Our research direction is the study of traditional Mongolian medicine. By establishing a metabolic dysfunction associated steatotic liver disease cell model, the role and the mechanism of common therapy are studied. The findings of the presence study will improve advantages in the future and enabling the establishment of metabolic dysfunction associated steatotic liver disease cell models, and the investigation of the disease underlying mechanisms.

A future study will be conducted based on the metabolic dysfunction associated steatotic liver disease cell model to investigate the mechanism of action of lead lowering effect of Crohn's. To begin, seed overnight grown culture of HepG2 in 100 microliters of DMEM in each well of a 96-well plate. Incubate the cells at 37 degrees Celsius and 5%carbon dioxide for 24 hours.

The next day, discard the supernatant and add 100 microliters of oleic acid per well according to the specified grouping. For the control group, add 100 microliters of DMEM to each well. Incubate the cells at 37 degrees Celsius for 24 hours.

After incubation, add 10 microliters of cell counting region to each well, mix gently, and incubate for two hours in the dark. Place the plate in the microplate reader and measure the absorbance at 450 nanometers. Calculate the GI`50 values of HepG2 cells according to the optical density.

Compared to the control, oleic acid decreased HepG2 cell survival rates at concentrations of 0.125, 0.25, 0.5, and 1 millimolar with statistical significance observed at 0.5 and 1 millimolar. To begin, seed overnight grown culture of HepG2 in DMEM in a 6-well plate. Culture the cells at 37 degrees Celsius for 24 hours.

After incubation, add two milliliters of cell culture medium containing oleic acid to each well. Incubate the cells for 24 hours at 37 degrees Celsius. The next day, remove the culture medium and wash the cells twice with PBS.

Add one milliliter of Oil Red O fixative to each well and incubate for 30 minutes. Discard the fixative and wash the cells twice with distilled water. Add one milliliter of 60%isopropanol to each well and incubate for 30 seconds.

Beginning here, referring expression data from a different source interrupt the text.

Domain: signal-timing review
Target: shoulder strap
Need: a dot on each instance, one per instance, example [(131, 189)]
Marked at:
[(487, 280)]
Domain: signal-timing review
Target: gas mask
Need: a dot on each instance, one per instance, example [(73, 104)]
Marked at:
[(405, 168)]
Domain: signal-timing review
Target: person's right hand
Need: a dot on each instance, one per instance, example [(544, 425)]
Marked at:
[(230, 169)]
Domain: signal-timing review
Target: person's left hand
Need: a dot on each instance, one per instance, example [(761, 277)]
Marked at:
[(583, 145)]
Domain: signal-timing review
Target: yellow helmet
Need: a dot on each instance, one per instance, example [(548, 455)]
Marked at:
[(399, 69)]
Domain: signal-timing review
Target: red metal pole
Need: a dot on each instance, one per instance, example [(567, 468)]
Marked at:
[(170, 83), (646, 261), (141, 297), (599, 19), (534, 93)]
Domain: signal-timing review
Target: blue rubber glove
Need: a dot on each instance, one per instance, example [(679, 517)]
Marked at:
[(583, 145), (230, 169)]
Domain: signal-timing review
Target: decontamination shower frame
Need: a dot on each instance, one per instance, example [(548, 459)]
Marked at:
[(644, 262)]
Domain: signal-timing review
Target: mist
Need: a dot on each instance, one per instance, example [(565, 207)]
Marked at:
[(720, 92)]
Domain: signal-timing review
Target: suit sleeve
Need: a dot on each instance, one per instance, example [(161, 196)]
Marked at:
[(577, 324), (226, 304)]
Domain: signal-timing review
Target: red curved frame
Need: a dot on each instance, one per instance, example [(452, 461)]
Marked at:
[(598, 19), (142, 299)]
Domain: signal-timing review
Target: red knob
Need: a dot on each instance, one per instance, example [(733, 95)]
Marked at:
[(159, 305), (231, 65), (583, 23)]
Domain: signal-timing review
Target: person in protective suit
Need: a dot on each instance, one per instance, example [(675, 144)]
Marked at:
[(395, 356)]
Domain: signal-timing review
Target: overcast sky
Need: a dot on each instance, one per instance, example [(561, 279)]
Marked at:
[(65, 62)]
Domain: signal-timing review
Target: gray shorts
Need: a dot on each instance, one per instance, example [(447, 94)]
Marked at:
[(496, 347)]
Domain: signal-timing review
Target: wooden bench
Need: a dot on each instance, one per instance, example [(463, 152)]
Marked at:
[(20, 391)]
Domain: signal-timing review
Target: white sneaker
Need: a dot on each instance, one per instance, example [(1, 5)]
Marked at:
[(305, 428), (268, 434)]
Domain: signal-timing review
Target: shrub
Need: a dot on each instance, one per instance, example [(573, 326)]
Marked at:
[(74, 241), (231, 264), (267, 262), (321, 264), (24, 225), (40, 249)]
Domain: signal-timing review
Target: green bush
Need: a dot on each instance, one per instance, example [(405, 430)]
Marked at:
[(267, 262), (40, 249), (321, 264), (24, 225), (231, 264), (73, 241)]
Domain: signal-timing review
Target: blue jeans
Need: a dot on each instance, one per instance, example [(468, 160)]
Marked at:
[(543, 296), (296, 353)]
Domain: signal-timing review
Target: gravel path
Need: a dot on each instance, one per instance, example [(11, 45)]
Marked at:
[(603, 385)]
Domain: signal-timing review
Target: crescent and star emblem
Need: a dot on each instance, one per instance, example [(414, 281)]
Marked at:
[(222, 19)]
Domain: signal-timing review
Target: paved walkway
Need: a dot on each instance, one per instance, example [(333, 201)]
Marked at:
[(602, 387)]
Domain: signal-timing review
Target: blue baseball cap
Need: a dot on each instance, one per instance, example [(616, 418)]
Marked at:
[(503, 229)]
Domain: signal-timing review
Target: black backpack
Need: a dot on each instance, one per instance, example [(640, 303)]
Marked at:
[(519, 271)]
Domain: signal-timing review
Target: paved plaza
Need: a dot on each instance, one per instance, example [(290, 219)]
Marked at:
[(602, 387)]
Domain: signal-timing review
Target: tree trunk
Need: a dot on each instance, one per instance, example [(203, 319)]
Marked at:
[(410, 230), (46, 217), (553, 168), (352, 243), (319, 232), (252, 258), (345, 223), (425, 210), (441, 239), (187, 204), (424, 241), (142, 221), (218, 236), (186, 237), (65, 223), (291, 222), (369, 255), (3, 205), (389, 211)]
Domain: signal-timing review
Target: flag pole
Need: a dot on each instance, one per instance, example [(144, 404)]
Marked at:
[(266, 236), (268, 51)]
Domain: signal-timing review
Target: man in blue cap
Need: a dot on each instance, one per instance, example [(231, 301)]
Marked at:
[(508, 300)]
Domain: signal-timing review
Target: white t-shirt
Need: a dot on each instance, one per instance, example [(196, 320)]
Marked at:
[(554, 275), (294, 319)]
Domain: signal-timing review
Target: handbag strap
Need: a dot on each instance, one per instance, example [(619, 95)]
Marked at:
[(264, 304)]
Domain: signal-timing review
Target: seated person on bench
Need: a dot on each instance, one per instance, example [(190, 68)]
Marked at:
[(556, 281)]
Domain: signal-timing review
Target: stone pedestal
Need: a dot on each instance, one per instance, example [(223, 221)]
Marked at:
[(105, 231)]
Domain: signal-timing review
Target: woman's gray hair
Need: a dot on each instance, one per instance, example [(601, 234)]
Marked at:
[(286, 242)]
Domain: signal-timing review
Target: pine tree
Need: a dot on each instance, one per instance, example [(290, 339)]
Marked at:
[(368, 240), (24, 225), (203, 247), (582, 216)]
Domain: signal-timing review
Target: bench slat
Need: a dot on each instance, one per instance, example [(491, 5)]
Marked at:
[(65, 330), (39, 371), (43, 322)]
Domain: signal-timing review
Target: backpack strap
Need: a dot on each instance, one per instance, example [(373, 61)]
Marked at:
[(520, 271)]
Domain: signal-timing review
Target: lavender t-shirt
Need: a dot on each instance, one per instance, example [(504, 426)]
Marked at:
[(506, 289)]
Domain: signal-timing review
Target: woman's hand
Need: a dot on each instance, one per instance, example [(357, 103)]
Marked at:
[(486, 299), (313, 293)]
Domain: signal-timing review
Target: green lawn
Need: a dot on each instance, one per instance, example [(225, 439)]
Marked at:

After discarding isopropanol, add one milliliter of freshly prepared Oil Red O stain solution and incubate for 20 minutes. Now, add one milliliter of 60%isopropanol and incubate for 30 seconds. Wash the cells five times with water to remove excess dye.

After microscopic imaging, observe the cells covered with distilled water on a computer. After imaging, remove the water from the plate and allow it to dry. Add two milliliters of isopropanol to each well, and shake the plate on an orbital shaker for 10 minutes.

Transfer 100 microliters of cell suspension to a 96-well plate with 16 wells in each group on a microplate reader at 510 nanometers. Measure the optical density to calculate the lipid content. Compared to the control cells, HepG2 cells treated with oleic acid showed increased red staining intensity indicating higher lipid droplet formation.

The lipid droplets and lipids in HepG2 cells increased with rising oleic acid concentrations. To begin, equilibrate the total triglyceride kit at room temperature for 20 minutes. Collect the supernatant of overnight grown HepG2 cells, and centrifuge at 1, 570 G for 10 minutes.

Set the standard and test sample wells. Add 50 microliters of the oleic acid to the standard labeled wells. In addition to the blank and standard wells, add 10 microliters of cell culture to the sample wells.

Then, add 40 microliters of sample diluent to each well. Now, add 100 microliters of detection antibody Horseradish peroxidase to each well. Seal with a plate membrane, and incubate at 37 degrees Celsius in a constant temperature oven.

After one hour, discard the supernatant and blot dry on dust-free paper. Add washing solution to each well and incubate at room temperature for one minute. Now, add 50 microliters of substrate A and 50 microliters of substrate B to each well.

Mix gently and incubate for 15 minutes at 37 degrees Celsius. Add 50 microliters of termination solution. And within 15 minutes, measure the optical density at 450 nanometers.

Plot the concentration of the standard along the X-axis and the corresponding absorbance value along the Y-axis, perform linear regression and derive the curve equation to calculate the concentration value of each sample. Compared to the control group, treatment of HepG2 cells with varying concentrations of oleic acid resulted in a significant increase in the total triglycerides content of the cell supernatant.